• U.S.

Golf: The Teacher

4 minute read
TIME

It is not quite accurate to say that Ross Sobel has been playing pro golf for 49 years without ever winning a tournament. In 1922, he beat Willie MacFarlane for a new suit of clothes in the John David Invitational—a pitch-and-putt tournament that was played in midtown Manhattan on the cutting floor of a men’s clothing store. “It wasn’t as easy as it sounds,” says Sobel. “The greens were trapped with buckets of sand and water, and I had to shoot a 40-ft. hole-in-one to win.”

A slender five-footer who parts his hair squarely in the middle a la Rudolph Valentino, Sobel, 74, is one of the oldest and best-known of 5,000-odd U.S. teaching pros, who make their living by selling clubs, balls and assorted haberdashery, and by giving lessons—mostly to amateurs, but often to the big-name stars of the tournament circuit. Arnold Palmer still takes lessons from his dad, a teaching pro at Pennsylvania’s Latrobe Country Club, and Jack Nicklaus polishes his game under the watchful eye of Jack Grout at Miami Beach’s La Gorce Country Club.* “If you wanted to learn how to play the violin, you wouldn’t go to Jascha Heifetz,” explains Sobel. “You’d go to a violin teacher. The same thing holds true for golf.”

Sobel taught Ed (“Porky”) Oliver, who won nine pro tournaments between 1940 and 1959, was runner-up in the U.S. Open, the P.G.A. and the Masters. He put the first golf club in Frank Sinatra’s hands, tutored Joe Louis, Adlai Stevenson (“Short but straight as a string”), Rocky Marciano, Eddie Cantor, Al Jolson, Eddie Arcaro, and Sophie Tucker (“Anybody with a pair of hands like that . . .”).

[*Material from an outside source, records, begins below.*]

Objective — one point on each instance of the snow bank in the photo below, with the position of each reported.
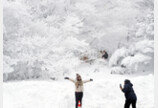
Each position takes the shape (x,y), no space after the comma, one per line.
(102,92)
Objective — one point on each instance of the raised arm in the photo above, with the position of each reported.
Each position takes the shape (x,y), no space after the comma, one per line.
(70,79)
(85,81)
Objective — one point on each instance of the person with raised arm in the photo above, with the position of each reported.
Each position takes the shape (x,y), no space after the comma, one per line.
(78,87)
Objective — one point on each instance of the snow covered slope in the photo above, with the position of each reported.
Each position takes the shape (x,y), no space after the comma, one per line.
(103,92)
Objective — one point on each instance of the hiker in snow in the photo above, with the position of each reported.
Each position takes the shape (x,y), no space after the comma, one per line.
(130,95)
(78,87)
(105,55)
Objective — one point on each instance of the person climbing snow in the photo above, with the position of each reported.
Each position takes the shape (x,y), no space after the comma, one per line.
(130,95)
(78,87)
(105,55)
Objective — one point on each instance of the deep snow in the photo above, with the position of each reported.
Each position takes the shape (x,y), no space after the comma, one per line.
(103,92)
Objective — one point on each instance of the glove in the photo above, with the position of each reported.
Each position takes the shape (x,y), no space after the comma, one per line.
(66,77)
(91,79)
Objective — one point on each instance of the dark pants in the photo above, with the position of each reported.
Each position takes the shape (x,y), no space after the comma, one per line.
(78,96)
(129,102)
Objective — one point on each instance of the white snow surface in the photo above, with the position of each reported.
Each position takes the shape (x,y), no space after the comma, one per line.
(103,92)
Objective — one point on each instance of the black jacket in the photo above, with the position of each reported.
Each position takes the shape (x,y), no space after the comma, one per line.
(129,92)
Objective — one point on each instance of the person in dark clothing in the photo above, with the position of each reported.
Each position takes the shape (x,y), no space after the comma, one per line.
(105,55)
(78,87)
(130,95)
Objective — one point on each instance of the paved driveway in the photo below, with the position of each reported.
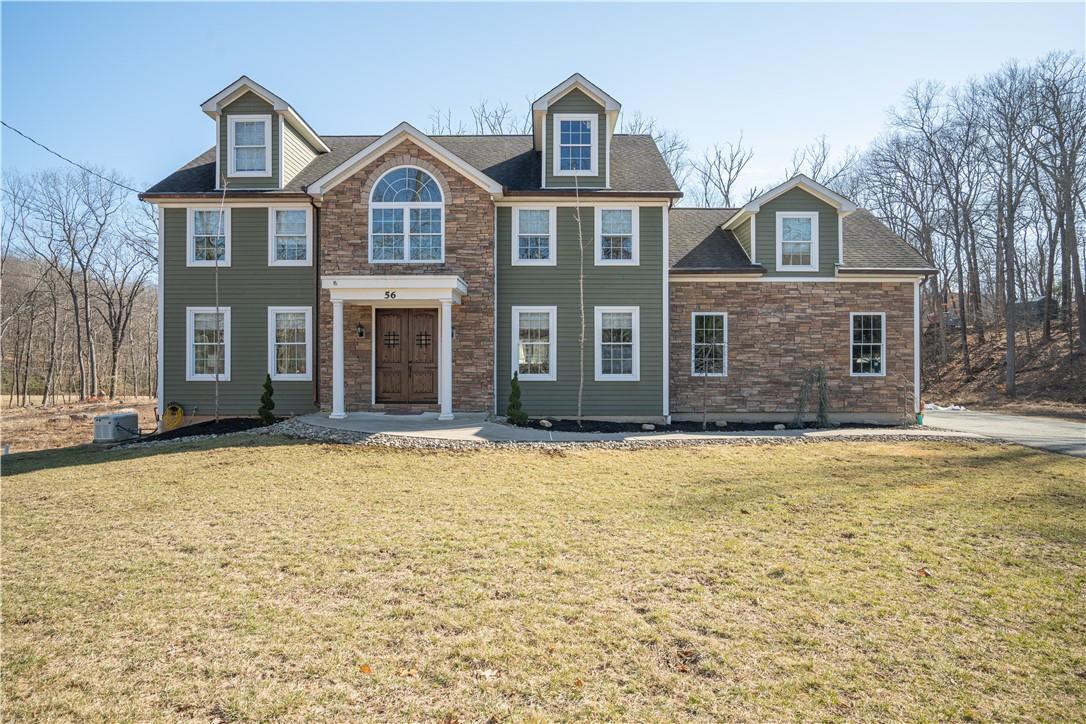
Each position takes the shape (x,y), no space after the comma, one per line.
(1048,433)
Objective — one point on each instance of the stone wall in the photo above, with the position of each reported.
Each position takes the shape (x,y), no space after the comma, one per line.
(469,253)
(778,330)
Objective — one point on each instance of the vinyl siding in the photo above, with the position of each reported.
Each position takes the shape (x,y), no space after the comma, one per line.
(576,101)
(797,200)
(297,153)
(248,287)
(249,104)
(608,286)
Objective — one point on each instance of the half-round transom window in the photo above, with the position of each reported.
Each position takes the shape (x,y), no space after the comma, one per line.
(406,216)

Tails & Patent Leathers. Sobel’s own introduction to golf came at the age of 22, after he had already made something of a name for himself as a ragtime pianist in Europe. Early one morning, after a show at Ciro’s in Paris, Ross and some friends set out by car for a tour of the French countryside. As luck would have it, the car ran out of gas alongside a suburban golf course —so Sobel played his first round dressed in tails and patent leather shoes. Within four years he was good enough to attract the attention of the Maharajah of Cooch Behar, who was looking for somebody to design him a golf course and teach him the game. Sobel packed off to India. “His Royal Highness was a pretty vain fellow,” Ross recalls, “so I decided not to push my luck. I laid out a nine-hole course that was only 2,800 yds. long and didn’t have a single hazard. That was long before the days of golf carts, of course, but the maharajah didn’t walk a step. He rode in a howdah on an elephant. Half a dozen servants marched behind, armed with rakes and spades to smooth out the divots that the elephant made.”

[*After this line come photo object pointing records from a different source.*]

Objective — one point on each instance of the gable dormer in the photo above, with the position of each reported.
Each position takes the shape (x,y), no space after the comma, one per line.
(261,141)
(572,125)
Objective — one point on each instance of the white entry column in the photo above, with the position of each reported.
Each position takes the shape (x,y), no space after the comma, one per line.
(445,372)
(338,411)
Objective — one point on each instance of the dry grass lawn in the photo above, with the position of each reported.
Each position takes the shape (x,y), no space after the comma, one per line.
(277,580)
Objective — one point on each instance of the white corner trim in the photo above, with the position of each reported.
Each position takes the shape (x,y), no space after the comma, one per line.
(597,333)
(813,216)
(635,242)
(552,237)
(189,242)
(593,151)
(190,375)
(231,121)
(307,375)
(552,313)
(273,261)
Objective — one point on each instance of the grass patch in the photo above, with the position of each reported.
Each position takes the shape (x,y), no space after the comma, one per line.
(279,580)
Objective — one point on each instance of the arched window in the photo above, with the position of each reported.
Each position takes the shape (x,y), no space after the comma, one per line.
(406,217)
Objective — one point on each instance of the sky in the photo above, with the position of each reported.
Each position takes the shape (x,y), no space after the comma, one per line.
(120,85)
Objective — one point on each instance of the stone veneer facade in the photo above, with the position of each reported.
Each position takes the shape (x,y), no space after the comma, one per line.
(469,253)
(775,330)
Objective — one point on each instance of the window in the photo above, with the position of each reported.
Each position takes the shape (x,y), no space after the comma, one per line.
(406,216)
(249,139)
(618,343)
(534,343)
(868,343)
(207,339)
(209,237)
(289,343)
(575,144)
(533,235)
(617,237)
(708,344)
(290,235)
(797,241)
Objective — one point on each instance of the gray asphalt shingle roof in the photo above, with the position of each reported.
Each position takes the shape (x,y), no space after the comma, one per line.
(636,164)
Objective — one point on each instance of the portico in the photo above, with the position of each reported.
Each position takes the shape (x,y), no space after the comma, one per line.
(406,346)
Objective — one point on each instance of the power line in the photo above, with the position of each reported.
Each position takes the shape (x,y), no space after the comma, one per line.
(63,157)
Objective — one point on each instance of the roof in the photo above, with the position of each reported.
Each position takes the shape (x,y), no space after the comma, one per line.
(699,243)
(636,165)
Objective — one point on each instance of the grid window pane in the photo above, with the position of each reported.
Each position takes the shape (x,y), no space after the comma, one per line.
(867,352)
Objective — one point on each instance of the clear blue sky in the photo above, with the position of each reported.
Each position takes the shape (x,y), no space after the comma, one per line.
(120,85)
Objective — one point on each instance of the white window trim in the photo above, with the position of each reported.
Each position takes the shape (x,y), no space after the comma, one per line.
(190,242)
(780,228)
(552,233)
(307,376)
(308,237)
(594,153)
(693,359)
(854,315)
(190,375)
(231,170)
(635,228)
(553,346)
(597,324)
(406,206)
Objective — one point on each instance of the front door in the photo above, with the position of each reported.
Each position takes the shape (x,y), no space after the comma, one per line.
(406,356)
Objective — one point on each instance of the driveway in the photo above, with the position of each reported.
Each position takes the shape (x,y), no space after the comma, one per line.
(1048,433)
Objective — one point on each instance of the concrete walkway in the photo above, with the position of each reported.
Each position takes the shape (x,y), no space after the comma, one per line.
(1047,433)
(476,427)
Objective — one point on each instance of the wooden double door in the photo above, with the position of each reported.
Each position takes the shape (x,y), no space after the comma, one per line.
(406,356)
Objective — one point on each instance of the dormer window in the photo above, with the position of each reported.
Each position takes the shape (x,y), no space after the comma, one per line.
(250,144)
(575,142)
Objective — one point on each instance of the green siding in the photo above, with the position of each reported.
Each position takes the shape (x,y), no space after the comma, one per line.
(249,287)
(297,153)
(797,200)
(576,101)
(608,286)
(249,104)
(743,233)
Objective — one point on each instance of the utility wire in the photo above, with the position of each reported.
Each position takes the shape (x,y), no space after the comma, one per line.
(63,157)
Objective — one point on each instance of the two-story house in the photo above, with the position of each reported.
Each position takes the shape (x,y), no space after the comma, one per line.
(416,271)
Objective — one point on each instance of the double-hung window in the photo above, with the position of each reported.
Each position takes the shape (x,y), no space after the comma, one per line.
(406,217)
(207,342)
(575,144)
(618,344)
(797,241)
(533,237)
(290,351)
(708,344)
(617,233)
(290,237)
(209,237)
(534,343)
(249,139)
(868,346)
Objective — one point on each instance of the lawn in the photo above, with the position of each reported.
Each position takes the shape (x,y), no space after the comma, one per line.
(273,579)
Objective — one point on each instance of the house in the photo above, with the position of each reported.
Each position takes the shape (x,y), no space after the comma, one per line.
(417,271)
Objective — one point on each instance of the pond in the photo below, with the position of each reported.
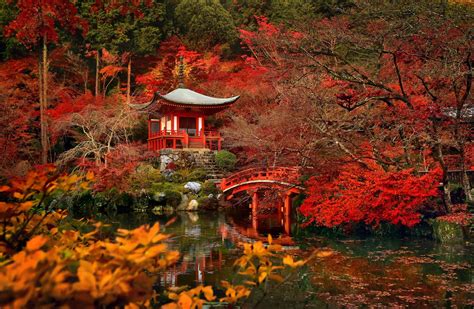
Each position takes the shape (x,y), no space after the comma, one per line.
(373,272)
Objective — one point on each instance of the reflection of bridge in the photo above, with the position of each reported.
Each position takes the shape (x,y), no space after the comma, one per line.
(284,180)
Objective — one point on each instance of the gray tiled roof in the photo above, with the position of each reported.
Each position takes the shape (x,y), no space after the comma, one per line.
(186,97)
(189,97)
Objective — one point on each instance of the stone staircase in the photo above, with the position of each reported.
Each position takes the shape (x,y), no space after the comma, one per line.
(206,160)
(470,208)
(203,158)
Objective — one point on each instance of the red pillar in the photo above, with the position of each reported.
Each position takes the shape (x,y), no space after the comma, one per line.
(254,210)
(149,134)
(287,213)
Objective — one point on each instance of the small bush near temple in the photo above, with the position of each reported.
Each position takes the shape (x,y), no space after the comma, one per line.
(226,160)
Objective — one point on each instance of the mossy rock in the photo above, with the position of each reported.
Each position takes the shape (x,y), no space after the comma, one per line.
(209,187)
(173,198)
(447,232)
(206,203)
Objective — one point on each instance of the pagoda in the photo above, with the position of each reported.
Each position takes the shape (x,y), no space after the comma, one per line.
(177,120)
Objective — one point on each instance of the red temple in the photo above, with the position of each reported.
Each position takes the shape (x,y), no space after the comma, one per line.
(177,120)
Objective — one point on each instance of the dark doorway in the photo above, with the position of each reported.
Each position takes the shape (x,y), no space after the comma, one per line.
(188,124)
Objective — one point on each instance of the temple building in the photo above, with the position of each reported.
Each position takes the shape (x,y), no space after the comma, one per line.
(177,120)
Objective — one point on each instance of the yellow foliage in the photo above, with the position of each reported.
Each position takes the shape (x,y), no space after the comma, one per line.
(44,265)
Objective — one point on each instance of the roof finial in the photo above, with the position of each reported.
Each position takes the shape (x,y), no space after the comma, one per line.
(181,72)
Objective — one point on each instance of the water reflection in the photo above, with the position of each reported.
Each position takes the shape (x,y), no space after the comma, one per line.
(363,272)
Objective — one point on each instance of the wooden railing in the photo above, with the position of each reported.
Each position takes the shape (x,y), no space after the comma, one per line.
(286,174)
(207,139)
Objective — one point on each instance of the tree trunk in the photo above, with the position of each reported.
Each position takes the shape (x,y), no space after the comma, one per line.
(44,103)
(41,102)
(129,77)
(465,179)
(97,73)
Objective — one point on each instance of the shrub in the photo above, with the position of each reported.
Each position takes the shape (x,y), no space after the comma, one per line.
(208,187)
(173,198)
(185,175)
(225,160)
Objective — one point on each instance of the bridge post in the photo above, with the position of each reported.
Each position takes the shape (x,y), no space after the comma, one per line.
(254,209)
(287,213)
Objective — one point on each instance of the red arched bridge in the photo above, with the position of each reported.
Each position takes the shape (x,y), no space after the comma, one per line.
(284,180)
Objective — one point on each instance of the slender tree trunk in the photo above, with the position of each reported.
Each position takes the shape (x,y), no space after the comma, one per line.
(86,79)
(97,73)
(44,103)
(41,102)
(129,77)
(438,150)
(465,179)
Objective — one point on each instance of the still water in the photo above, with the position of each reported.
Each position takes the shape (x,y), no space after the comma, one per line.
(369,272)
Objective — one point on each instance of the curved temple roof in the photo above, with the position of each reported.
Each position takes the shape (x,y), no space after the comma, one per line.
(187,97)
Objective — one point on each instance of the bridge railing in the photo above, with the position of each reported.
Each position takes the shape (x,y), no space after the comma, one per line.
(288,174)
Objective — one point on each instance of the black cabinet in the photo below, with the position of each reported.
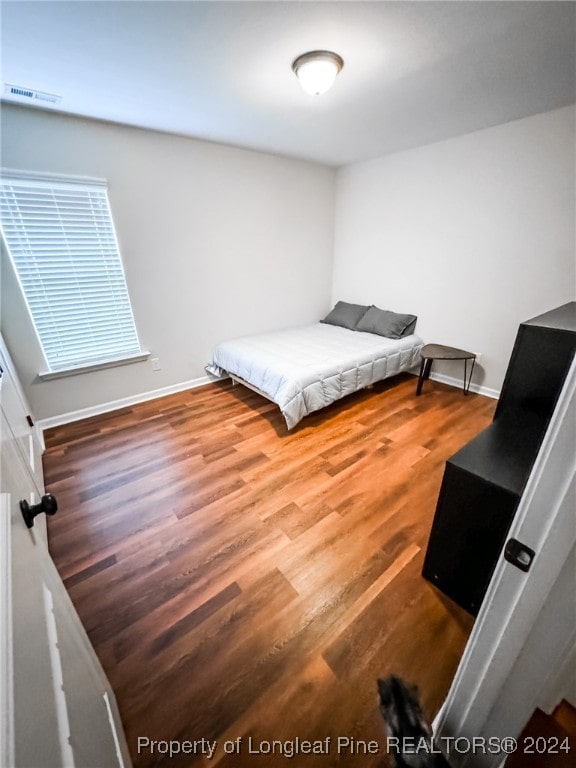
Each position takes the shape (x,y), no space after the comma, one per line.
(483,483)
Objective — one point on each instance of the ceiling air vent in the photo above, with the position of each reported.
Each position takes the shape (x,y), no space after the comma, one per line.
(30,95)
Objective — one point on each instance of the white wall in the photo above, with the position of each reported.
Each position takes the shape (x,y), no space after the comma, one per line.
(474,234)
(216,242)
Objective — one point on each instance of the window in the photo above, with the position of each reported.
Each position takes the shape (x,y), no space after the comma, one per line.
(61,239)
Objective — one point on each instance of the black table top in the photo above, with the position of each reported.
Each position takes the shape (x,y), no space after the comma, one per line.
(442,352)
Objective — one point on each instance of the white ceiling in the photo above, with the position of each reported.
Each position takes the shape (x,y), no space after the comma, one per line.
(414,73)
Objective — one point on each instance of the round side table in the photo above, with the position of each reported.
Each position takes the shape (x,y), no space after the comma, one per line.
(431,352)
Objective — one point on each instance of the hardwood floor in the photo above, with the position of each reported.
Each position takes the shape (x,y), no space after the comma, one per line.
(238,580)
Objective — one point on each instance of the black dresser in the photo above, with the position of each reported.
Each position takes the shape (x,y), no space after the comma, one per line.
(483,483)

Back in the U.S. in 1920, Sobel took a brief fling at the pro tournament circuit (“I couldn’t make a dime”), settled into a succession of club jobs—at Long Island’s Valley Stream Country Club, at the Westchester Embassy Club, at Grossinger’s in the Catskill Mountains. His students included Steelman Charles M. Schwab (“The lousiest golf swing I ever saw”), and his reputation grew quickly. In 1953, as head pro at Miami’s West View Country Club, Ross taught Cleveland Indians Third Baseman Al Rosen the fundamentals of golf. That summer Rosen clouted 43 homers, drove in 145 runs, was named the American League’s Most Valuable Player—and credited his performance to “the hand action Ross Sobel taught me.”

Floating Golf Game. Semi-retired now, Sobel’s latest venture is a kind of floating golf game—a driving range on the deck of Eastern Steamship Lines’ S.S. Ariadne, a cruise ship that tours the Bahamas and the Caribbean. Last week, feet spread to counteract the roll of the ship, he watched sadly as middle-aged duffers hooked and sliced into a net-and-canvas trap. “I’ve never seen so many different ways of hitting a golf ball,” he sighed. “Nobody seems to do it right any more. Why, just the other day I had a woman who complained that she loved the game but always got a headache after playing. Could I please help her? Sure I could. I told her the reason she got headaches was that she was hitting herself on the back of the neck every time she swung the club.”

* Last week Jack looked as though he coulduse instruction; in the American Golf Classic at Akron, he shot a ten-over-par 80—worst round of his pro career.